Eh oui, ‘ils’ attendent que la 5G soit installée partout et le tableau sera complet. C’est pour très bientôt! En plus que quelques milliers de drones qui ne tarderont pas à venir pour leur faciliter la tâche … Le repérage de chacun en temps réel, la reconnaissance faciale, et d’autres bricoles remplissant à merveille leur fonction … Et, enfin, ’la paix’ sera rétablie en leurs contrées! Il s’agira ensuite de veiller à engager à tour de bras des policiers et des surveillants de tous poils, question de mater tout esprit retors, et voilà le travail! 

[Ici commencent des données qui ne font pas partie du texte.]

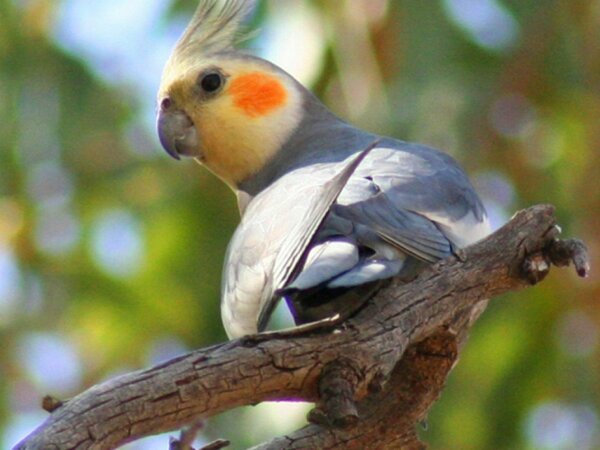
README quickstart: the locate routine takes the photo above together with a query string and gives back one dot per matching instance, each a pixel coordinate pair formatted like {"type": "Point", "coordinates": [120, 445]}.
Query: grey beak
{"type": "Point", "coordinates": [177, 134]}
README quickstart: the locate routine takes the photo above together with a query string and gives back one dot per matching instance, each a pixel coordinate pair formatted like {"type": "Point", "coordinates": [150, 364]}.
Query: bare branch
{"type": "Point", "coordinates": [409, 334]}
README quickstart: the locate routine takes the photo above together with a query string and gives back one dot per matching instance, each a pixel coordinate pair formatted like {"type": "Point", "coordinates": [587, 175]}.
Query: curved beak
{"type": "Point", "coordinates": [177, 134]}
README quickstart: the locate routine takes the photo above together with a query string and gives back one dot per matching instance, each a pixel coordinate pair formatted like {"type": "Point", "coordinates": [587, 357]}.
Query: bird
{"type": "Point", "coordinates": [329, 212]}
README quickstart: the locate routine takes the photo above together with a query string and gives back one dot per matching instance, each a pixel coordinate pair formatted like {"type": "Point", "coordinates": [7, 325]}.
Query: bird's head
{"type": "Point", "coordinates": [229, 110]}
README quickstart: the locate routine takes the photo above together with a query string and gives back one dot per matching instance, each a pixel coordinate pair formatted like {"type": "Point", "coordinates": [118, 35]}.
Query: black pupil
{"type": "Point", "coordinates": [211, 82]}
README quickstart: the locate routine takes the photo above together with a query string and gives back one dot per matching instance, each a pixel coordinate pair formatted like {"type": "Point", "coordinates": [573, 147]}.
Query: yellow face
{"type": "Point", "coordinates": [239, 113]}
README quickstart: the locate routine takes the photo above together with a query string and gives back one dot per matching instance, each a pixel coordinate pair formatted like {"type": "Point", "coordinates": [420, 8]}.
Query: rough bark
{"type": "Point", "coordinates": [373, 377]}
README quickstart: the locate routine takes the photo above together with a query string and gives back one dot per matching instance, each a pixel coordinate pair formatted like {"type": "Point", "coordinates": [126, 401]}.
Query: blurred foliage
{"type": "Point", "coordinates": [110, 253]}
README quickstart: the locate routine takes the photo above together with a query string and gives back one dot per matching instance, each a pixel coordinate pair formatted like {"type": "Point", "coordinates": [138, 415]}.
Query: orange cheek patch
{"type": "Point", "coordinates": [257, 94]}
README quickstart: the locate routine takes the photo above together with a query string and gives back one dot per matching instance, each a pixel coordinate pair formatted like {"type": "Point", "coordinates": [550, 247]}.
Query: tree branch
{"type": "Point", "coordinates": [408, 335]}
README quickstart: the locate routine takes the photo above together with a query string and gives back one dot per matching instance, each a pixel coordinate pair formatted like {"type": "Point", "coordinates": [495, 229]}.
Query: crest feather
{"type": "Point", "coordinates": [214, 27]}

Alors ‘ils’ pourra enfin, tels de bons technocrates, des ingénieurs sociaux (non, pas des politiciens, c’était leur ancien nom qu’ils récusent à présent), gérer rationnellement ces machines-outils plus ou moins vivantes et créatives par le truchement d’habiles ‘mécanismes sociaux’ pour les amener à remplir les fonctions qui leur auront été désignées, plutôt que d’avoir recours aux mécanismes démocratiques qui sont obsolètes depuis quelques décennies déjà. C’est en tout cas ce que je crois que certains pensent tout bas! 

‘Mais, mais mais’ me dis-je alors, me rabrouant en prenant l’accent bruxellois, c’est pas pour demain la veille qu’on sera tous rendus là où ils le veulent. D’autant que, comme ‘ils’ nous l’ont bien fait comprendre, ‘le belge moyen’ (que je suis) est beaucoup trop bête pour ça!